Perriman made one contested catch after another, not only deep downfield but also near the sideline on shorter routes. It’s not like the Bucs filtered their offense through Perriman, but as a secondary option, he really helped open things up for others and provided Jameis Winston with a reliable target.
One thing I was looking for was to see if Perriman’s timed 4.24 speed from five years ago still holds up. I’m not so sure that’s the case.
While Perriman certainly is fast, he doesn’t have the play speed of a guy who ran a 4.24 in the 40-yard dash, yet he is certainly capable of explosive plays downfield and his ability to create separation even with both he and the defensive back running full speed downfield is impressive.
After watching Perriman play, I’m confident in saying he’s the kind of playmaker I would love for the Broncos to have as a WR2 but I wouldn’t want signing him to prevent the team from investing in the WR position in the 2020 NFL Draft.
He has the skillset to be effective in the Pat Shurmur offense as the Broncos transition to more 11 personnel, and he’s proven he doesn’t need a high volume of targets to be an impactful player over the last two seasons.
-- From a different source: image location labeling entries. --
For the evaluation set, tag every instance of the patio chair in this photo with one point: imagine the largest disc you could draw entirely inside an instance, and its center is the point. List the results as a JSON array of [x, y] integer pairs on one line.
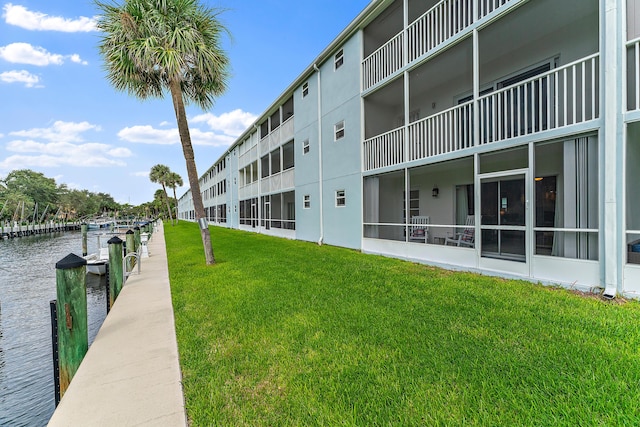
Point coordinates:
[[419, 230], [466, 238]]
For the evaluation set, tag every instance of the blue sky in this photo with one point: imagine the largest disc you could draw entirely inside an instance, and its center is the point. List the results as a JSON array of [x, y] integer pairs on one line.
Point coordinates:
[[60, 116]]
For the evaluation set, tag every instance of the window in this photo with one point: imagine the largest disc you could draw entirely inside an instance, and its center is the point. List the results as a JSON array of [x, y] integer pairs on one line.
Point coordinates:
[[338, 60], [275, 161], [414, 204], [264, 163], [339, 130], [287, 156]]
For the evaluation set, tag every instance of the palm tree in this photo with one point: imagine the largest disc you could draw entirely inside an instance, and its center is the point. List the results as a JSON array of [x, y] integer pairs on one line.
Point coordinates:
[[175, 180], [160, 174], [151, 46]]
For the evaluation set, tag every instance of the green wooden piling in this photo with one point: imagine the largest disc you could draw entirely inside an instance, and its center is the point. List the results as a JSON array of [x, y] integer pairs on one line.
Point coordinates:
[[115, 269], [83, 227], [136, 238], [131, 247], [73, 338]]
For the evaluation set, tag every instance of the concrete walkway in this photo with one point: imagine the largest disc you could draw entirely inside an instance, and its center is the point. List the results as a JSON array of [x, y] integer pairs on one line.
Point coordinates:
[[131, 374]]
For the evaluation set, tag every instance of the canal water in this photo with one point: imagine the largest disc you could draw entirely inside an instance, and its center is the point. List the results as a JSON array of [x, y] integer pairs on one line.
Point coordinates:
[[27, 285]]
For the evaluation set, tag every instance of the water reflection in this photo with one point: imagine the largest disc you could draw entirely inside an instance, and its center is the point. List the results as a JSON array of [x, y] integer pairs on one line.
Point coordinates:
[[27, 284]]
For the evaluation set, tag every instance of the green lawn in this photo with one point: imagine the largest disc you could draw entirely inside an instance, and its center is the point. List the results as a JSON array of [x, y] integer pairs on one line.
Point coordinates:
[[288, 333]]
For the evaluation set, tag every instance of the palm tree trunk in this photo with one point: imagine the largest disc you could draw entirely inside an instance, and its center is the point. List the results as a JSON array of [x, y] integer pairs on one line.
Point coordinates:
[[166, 197], [187, 149], [175, 199]]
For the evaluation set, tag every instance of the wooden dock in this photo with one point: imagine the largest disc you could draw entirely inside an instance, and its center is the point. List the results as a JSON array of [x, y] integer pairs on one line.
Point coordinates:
[[8, 231]]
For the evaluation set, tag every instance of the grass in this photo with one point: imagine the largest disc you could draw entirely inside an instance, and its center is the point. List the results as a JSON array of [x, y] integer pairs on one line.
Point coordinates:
[[287, 333]]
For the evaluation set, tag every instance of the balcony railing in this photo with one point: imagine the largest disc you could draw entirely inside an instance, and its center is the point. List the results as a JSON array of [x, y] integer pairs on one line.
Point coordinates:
[[562, 97], [448, 131], [440, 23], [383, 62], [485, 7], [384, 150], [633, 77]]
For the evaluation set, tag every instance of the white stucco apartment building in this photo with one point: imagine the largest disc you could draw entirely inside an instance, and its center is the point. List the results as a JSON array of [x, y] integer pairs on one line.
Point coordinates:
[[498, 136]]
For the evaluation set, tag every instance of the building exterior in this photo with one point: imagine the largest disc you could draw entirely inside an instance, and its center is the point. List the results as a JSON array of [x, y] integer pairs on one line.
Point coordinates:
[[499, 136]]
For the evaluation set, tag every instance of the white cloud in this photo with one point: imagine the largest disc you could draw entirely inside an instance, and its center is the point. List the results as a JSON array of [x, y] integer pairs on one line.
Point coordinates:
[[22, 17], [62, 144], [24, 53], [145, 134], [149, 135], [22, 76], [60, 131], [232, 123], [27, 162], [76, 58], [224, 130]]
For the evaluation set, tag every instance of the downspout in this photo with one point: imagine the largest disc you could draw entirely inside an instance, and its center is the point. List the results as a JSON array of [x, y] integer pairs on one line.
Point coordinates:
[[320, 178]]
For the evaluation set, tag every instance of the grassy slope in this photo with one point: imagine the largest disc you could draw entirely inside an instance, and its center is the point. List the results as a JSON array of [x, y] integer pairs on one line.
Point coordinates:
[[288, 333]]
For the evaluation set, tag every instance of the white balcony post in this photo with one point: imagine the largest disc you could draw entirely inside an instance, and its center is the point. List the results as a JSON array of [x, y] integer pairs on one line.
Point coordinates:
[[612, 145]]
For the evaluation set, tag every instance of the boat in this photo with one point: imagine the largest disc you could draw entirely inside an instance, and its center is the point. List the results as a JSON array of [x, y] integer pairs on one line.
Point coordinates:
[[97, 262]]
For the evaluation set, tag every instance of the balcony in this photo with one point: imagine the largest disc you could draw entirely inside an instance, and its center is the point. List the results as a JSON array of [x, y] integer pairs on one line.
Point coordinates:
[[438, 25], [558, 98]]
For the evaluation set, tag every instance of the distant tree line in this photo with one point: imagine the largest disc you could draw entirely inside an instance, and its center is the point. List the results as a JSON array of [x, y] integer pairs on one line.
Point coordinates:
[[26, 195]]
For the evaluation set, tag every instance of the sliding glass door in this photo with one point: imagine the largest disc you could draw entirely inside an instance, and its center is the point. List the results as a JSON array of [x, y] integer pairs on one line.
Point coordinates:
[[503, 221]]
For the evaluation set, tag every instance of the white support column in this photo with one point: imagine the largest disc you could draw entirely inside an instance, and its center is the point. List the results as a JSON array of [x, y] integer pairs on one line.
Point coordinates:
[[476, 89], [612, 48], [405, 60]]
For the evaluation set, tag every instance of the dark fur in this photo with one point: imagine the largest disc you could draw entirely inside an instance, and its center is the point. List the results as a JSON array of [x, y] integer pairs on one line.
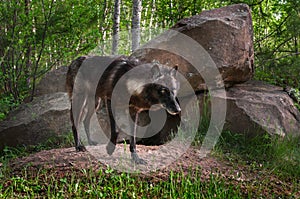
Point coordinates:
[[150, 94]]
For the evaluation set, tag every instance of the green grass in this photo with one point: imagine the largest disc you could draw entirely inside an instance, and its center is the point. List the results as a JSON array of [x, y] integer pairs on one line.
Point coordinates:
[[281, 156], [109, 184]]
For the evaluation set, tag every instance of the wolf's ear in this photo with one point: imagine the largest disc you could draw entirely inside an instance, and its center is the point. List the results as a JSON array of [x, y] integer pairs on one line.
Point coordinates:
[[155, 71], [173, 71]]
Considering Perriman’s strong hands, contested catch ability, and speed combined with the fact that he’s still just 26 and won’t be 27 until September, he’s the kind of free agent I can get on board with, especially if his price tag is reasonable.
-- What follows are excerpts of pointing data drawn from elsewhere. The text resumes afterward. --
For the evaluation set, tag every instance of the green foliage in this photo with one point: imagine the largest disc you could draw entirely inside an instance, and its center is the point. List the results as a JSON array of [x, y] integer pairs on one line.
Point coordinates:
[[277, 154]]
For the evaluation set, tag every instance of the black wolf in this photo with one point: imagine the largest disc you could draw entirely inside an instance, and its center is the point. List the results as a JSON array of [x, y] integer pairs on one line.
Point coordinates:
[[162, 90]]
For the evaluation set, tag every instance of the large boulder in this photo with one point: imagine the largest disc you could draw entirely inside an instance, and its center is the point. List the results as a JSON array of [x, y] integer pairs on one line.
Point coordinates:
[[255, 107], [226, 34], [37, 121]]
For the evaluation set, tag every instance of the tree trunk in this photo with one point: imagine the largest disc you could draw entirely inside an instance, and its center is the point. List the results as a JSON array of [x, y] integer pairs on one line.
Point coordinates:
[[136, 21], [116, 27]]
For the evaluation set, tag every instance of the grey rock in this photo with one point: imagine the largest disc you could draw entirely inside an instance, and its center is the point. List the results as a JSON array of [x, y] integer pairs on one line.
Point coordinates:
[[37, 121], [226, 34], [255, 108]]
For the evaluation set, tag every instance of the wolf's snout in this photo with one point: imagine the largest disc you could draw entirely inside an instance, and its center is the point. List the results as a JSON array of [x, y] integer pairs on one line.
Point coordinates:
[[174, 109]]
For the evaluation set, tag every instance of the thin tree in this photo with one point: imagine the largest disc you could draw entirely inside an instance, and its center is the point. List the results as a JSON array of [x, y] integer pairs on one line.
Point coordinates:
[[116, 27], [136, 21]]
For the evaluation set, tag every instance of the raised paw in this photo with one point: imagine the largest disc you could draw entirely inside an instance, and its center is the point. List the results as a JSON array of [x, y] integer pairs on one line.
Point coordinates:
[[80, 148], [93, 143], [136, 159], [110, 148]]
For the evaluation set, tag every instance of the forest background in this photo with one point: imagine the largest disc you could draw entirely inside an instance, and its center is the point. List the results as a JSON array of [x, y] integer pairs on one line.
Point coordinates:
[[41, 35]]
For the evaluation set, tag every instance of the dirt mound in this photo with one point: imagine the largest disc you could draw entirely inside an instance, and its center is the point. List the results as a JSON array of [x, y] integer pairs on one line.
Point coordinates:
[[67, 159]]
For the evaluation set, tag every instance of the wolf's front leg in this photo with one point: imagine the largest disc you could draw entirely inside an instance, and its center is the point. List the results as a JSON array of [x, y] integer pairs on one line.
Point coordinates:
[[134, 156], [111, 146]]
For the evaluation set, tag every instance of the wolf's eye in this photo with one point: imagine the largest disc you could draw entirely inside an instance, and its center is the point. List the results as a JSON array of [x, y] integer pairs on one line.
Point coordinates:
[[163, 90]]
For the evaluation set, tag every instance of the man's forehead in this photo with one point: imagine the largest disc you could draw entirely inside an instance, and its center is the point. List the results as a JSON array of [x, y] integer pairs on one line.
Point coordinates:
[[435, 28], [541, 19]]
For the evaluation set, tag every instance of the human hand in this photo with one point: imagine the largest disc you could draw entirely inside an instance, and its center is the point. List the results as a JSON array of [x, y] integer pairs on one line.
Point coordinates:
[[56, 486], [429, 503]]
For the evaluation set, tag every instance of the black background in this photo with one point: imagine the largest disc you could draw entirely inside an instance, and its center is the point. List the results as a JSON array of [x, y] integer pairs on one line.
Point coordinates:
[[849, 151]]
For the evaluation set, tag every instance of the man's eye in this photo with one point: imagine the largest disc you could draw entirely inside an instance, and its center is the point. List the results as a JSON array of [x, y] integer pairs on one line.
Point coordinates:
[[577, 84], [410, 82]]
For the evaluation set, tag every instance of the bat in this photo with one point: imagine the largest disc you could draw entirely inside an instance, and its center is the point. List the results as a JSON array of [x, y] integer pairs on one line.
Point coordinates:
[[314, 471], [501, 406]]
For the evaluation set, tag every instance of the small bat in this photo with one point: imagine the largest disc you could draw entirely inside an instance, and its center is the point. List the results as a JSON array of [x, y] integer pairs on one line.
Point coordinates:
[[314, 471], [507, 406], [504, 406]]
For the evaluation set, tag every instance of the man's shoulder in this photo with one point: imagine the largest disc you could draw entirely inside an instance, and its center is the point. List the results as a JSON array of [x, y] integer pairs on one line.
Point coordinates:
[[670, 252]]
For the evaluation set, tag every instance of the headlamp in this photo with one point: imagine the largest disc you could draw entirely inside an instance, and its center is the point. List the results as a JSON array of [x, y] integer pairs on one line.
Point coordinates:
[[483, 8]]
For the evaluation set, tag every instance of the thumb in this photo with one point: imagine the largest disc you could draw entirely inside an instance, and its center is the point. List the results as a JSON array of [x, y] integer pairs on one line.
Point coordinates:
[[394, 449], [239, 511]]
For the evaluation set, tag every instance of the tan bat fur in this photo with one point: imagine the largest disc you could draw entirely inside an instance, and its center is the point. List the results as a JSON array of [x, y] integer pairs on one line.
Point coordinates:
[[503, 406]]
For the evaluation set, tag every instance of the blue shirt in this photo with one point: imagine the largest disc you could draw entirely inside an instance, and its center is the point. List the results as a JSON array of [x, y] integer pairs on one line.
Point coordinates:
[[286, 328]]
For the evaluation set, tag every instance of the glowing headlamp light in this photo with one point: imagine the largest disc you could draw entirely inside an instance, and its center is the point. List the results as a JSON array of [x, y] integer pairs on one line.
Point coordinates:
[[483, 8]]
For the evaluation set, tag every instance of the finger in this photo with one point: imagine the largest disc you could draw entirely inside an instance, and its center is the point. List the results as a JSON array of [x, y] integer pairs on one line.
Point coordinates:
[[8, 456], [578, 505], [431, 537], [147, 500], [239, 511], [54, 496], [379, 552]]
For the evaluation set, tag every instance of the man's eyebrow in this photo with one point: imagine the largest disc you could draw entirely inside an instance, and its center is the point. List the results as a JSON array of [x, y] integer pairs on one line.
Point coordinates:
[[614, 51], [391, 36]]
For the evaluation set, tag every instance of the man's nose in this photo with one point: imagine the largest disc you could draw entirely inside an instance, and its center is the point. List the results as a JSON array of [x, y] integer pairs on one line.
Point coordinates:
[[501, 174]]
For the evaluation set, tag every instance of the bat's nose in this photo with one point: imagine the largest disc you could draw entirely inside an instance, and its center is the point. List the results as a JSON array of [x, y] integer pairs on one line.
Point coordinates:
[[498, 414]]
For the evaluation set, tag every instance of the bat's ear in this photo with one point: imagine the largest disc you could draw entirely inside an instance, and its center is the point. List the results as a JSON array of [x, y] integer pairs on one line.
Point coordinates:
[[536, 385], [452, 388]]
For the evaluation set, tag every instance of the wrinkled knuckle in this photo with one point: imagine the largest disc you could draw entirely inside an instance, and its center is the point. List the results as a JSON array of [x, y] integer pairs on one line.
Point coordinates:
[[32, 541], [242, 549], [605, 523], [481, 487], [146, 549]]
The Broncos were flirting with the idea of signing wide receiver John Brown last year, and Brown ended up commanding $9 million per year with the Bills and $10.1 million guaranteed. I’m not sure I’m going that high for Perriman, especially with his injury history.
If he’s available for $6 million per year or less, his skillset is intriguing enough opposite Courtland Sutton that I would consider making this move for sure. The Broncos have the available cap space and they need speed and playmaking ability on offense.
They should not scoff at chances to make the team better, especially if the price is right.
Drew Lock has always been an accurate passer deep downfield, so Perriman could be an ideal type of player to take shots to a few times per game in addition to whatever the Broncos would bring in via the draft.
This is a player who appears to have really turned a corner, and the Broncos would be wise to investigate in free agency.